No había terminado de coger el
sueño cuando mi teléfono volvió a sonar.
- ¡¡¡Dios mío!!! – resoplé – ¿es
que ya nadie respeta la hora de la siesta?
Me levanté de mala gana,
planteándome firmemente en volver al sofá y no responder. Después calibré la
idea de que quizá sería Alan. Había dicho que me llamaría antes del almuerzo,
pero no me había acordado, ni tampoco sabía a qué hora sería su almuerzo.
Fui hacia el bolso, que se
encontraba en la cocina, un poco más rápido temiendo que cortara antes que
hubiera llegado a cogerlo. Miré la pantalla. No conocía el número, pero aún así
contesté. Quizá Alan llamaba con el teléfono de algún compañero. Era un poco
despistado y a menudo se olvidaba de llevar el móvil encima, cosa que, por
descontado, me exasperaba.
- ¿Si? – dije al abrir la tapa
de mi móvil, preparada para echarle una regañina por no llamar antes y desde su
propio teléfono.
Nadie contestó.
- ¡Diga! – dije más alto -
¿quién es? Vaya pregunta más estúpida pensé. Será Alan peleándose con el
teléfono de algún compañero al intentar hablar conmigo.
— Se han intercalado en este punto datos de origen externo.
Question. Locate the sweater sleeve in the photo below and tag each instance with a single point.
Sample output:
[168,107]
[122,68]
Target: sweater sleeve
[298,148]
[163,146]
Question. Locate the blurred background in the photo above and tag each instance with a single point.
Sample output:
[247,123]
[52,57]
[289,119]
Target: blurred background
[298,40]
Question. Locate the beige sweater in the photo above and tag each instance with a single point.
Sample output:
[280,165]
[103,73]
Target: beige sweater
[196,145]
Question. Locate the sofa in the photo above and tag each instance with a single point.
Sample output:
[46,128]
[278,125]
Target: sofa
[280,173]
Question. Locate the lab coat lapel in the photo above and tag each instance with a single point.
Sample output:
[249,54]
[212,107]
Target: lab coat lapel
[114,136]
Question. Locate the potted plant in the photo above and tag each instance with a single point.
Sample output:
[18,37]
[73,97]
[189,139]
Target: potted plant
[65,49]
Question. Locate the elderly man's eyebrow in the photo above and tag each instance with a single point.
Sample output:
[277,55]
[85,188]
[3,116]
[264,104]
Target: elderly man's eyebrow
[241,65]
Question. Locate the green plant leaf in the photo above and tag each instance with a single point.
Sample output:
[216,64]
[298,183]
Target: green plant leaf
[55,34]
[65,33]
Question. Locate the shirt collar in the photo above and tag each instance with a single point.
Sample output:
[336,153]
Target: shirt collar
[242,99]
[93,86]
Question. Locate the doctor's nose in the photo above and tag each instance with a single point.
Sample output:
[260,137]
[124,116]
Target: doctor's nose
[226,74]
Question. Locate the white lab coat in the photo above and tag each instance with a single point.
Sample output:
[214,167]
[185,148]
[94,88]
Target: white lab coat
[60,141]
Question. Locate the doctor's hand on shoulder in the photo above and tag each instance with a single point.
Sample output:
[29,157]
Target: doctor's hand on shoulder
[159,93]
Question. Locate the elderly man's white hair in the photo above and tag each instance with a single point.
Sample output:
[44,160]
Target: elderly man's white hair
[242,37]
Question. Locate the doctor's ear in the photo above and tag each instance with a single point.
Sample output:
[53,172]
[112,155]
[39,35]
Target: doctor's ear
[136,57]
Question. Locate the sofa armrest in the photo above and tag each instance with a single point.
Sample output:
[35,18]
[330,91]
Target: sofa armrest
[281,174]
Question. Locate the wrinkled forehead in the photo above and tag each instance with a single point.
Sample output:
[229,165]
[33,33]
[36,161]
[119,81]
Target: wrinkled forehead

Este hombre era
insufrible en lo que a teléfonos móviles se refería.
- ¿Señora
Sauvent? – dijo una voz claramente masculina
Como odiaba que
me llamaran señora Sauvent, por ambas cosas: lo de señora que me hacía parecer
veinte años mayor de lo que era, y por lo de Sauvent. Cuando me casé con Alan
no perdí mi apellido. Fue una especie de acuerdo-imposición que puse. Me
gustaba mi apellido y no entendía esa absurda tradición burócrata de que la
mujer, por el hecho de casarse, perdiera sus orígenes. Quizá en otra época
tenía algún sentido (la verdad es que no lograba entenderlo si no era de una
forma en la que la mujer era más una posesión que una compañera), pero hoy en
día con la independencia de la mujer no tenía sentido, al menos para mi. Lo
único que cambiaba es que en vez de ser la familia Sauvent éramos la familia
Sauvent- Marfen. Tan sencillo como eso. Aún así contesté porque de sobra sabía
que aquel individuo se refería a mi cuando preguntaba por la señora Sauvent.